So for the past year and a half, Sarah has been on a quest to get King County to require restaurants to publicly post their health inspection scores.

“I started the petition and we quickly got a couple thousand signatures. By January, King County was talking about making this happen and how they would do that.”

In the nearish future, once they settle on the best system, restaurants will have to post their health inspection score near their front door.
And since they’re still in the planning process, Sarah goes to quite a few Restaurant Reporting Committee meetings to give her input. But recently, a meeting rubbed her the wrong way.

“So at our first meeting I was tweeting key points that came up. That’s sort of normal, I feel like now, in public life. You expect things to be shared on social media and that that’s encouraged. I didn’t know until later that members of the committee, from restaurants, had actually complained about this and said that they wouldn’t participate if I was allowed to tweet. At our next meetings, they actually, on both committees, prohibited any member from using social media during the meeting. A member of the committee turned to me and said, ‘You should know that you can’t tweet anymore. We passed a rule about that.’ I really wanted to be a part of these meetings, it’s so important to me that we get this work done, but I walked out in protest.”

Sarah has gone back, but she’s stopped tweeting so as not to disrupt the progress.

The meetings are public, the hours and agenda are posted online, the media can attend and minutes are publicly posted after. Sarah says she’s never heard of a social media silencing like this one.

“It is unusual. I’ve gone to things like the Tech Committee for the City of Seattle. Their members of their committee are actively tweeting out news. I went to an announcement by the mayor of Seattle and was live tweeting there, everyone in the audience was. So it really felt like normal to participate in a public meeting in that capacity.”

Sarah says she even consulted the ACLU, because she felt her first amendment rights might have been violated.

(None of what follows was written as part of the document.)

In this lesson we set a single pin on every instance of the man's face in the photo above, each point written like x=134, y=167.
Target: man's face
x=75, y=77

So I contacted Becky Elias, manager of the food program for King County and Seattle Public Health. She attends every Restaurant Reporting Committee meeting.

“First I would say that it wasn’t a tweet ban.”

Becky says the meetings are public, and media is invited, but they are more like work meetings than traditional council meetings. They break into small groups and brainstorm ideas. The stakeholders, who are mostly restaurant owners, are talking out ideas and learning concepts, not making official statements. So they aren’t comfortable being quoted on social media.

“We ask that out stakeholders identify participation ground rules for the process because we knew we wanted them to be productive, we would be meeting regularly,” explained Becky. “So as the group was developing those ground rules, they also developed one of saying that because the meetings were active working sessions, that there wouldn’t be live tweeting during the meeting itself. Now, that did not preclude, by any means, the participants of the meetings from reaching out to their networks and their communities afterward. We actually really encourage them to do that to spread the word of what was being discussed in the meetings. We posted our meeting notes online.”

Becky agrees it’s important to be transparent, and says they do use social media to get important messages to the public. She thinks the committee and Sarah want the same things.

But this story brings up an interesting question: Just because it is legal, and part of modern everyday life to post everything to social media, does it mean we should always be allowed to do so?